Anyone who reads this website with any regularly knows that I HATE IT when magazines have celebrities interview other celebrities, because it’s a rarity when those interviews are any good. They’re usually more along the lines of Jennifer Lawrence asking Emma Stone why she’s so pretty. (Which was, for the record, also in Elle, which seems very amenable to telling celebrities not speak to reporters!) Having said that, I am delighted that this month, Elle didn’t make Ed Sheeran speak to Taylor Swift solely in song lyrics or something. Instead T Swizzle wrote her own essay about turning 30, and honestly it’s really good. Obviously, as a person who professionally covers celebrities for a living, I would prefer if publications would still chose to pay journalists to write these pieces. However, Taylor has a massive amount of leverage and is famous enough to just say that she won’t talk to a journalist and that’s that. (Like Beyoncé, who also wrote her own piece for Vogue the last time she was on the cover.) But this piece feels honest. To wit:

Yes, I keep comments off on my posts. That way, I’m showing my friends and fans updates on my life, but I’m training my brain to not need the validation of someone telling me that I look . I’m also blocking out anyone who might feel the need to tell me to “go die in a hole ho” while I’m having my coffee at nine in the morning. I think it’s healthy for your self-esteem to need less internet praise to appease it, especially when three comments down you could unwittingly see someone telling you that you look like a weasel that got hit by a truck and stitched back together by a drunk taxidermist. An actual comment I received once.
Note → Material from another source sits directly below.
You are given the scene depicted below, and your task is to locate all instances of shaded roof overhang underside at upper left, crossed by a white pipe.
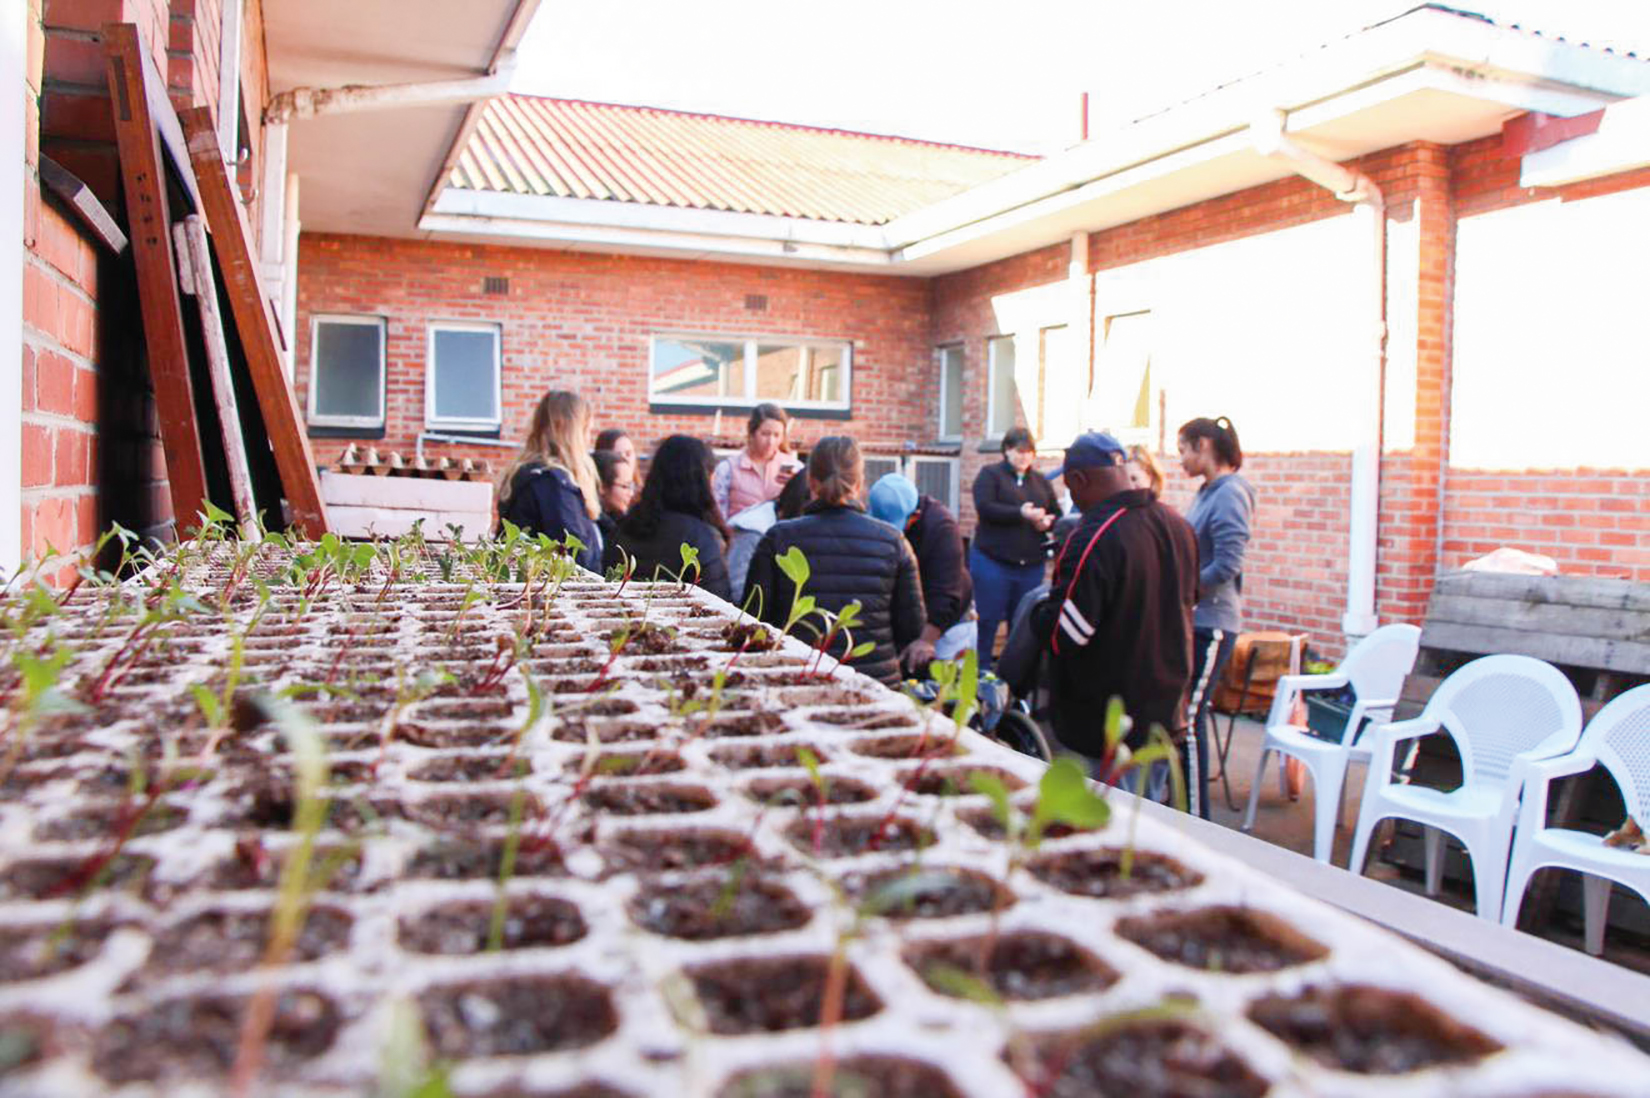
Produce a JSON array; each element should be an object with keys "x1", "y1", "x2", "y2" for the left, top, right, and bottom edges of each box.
[{"x1": 264, "y1": 0, "x2": 540, "y2": 236}]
It’s my opinion that in cases of sexual assault, I believe the victim.Coming forward is an agonizing thing to go through. I know because my sexual assault trial was a demoralizing, awful experience. I believe victims because I know firsthand about the shame and stigma that comes with raising your hand and saying “This happened to me.” It’s something no one would choose for themselves. We speak up because we have to, and out of fear that it could happen to someone else if we don’t.


Invoking racism and provoking fear through thinly veiled messaging is not what I want from our leaders, and I realized that it actually is my responsibility to use my influence against that disgusting rhetoric. I’m going to do more to help. We have a big race coming up next year.

It’s just really good, and worth your time — she is also honest about how scared she is for her own personal safety and the safety of her fans; she talks about trying to get to a place where she is okay with her own body. She loves Command tape. There’s a lot in here. It also made me think, “Taylor has been going through some stuff.” And aren’t we all?

As far as the cover goes…I don’t love it. I DO love her lipstick, and the pink of the ELLE, but it makes me feel like the old crone that I am, because my first thought is, “I wish they’d get her hair out of her pretty face!”

The subscriber cover is better, as usual:


That’s a way more arresting image. I get why it’s not on the newsstand — but I also feel like, magazines are dying, y’all. Why NOT put that on the newsstand and see how it sells? It’s eye-catching, it’s interesting, and Taylor Swift is famous AF with a massive fan-base, so you know people who don’t usually buy Elle will probably be buying this one. TRY IT! I’M AN EXPERT. (I’m not an expert.)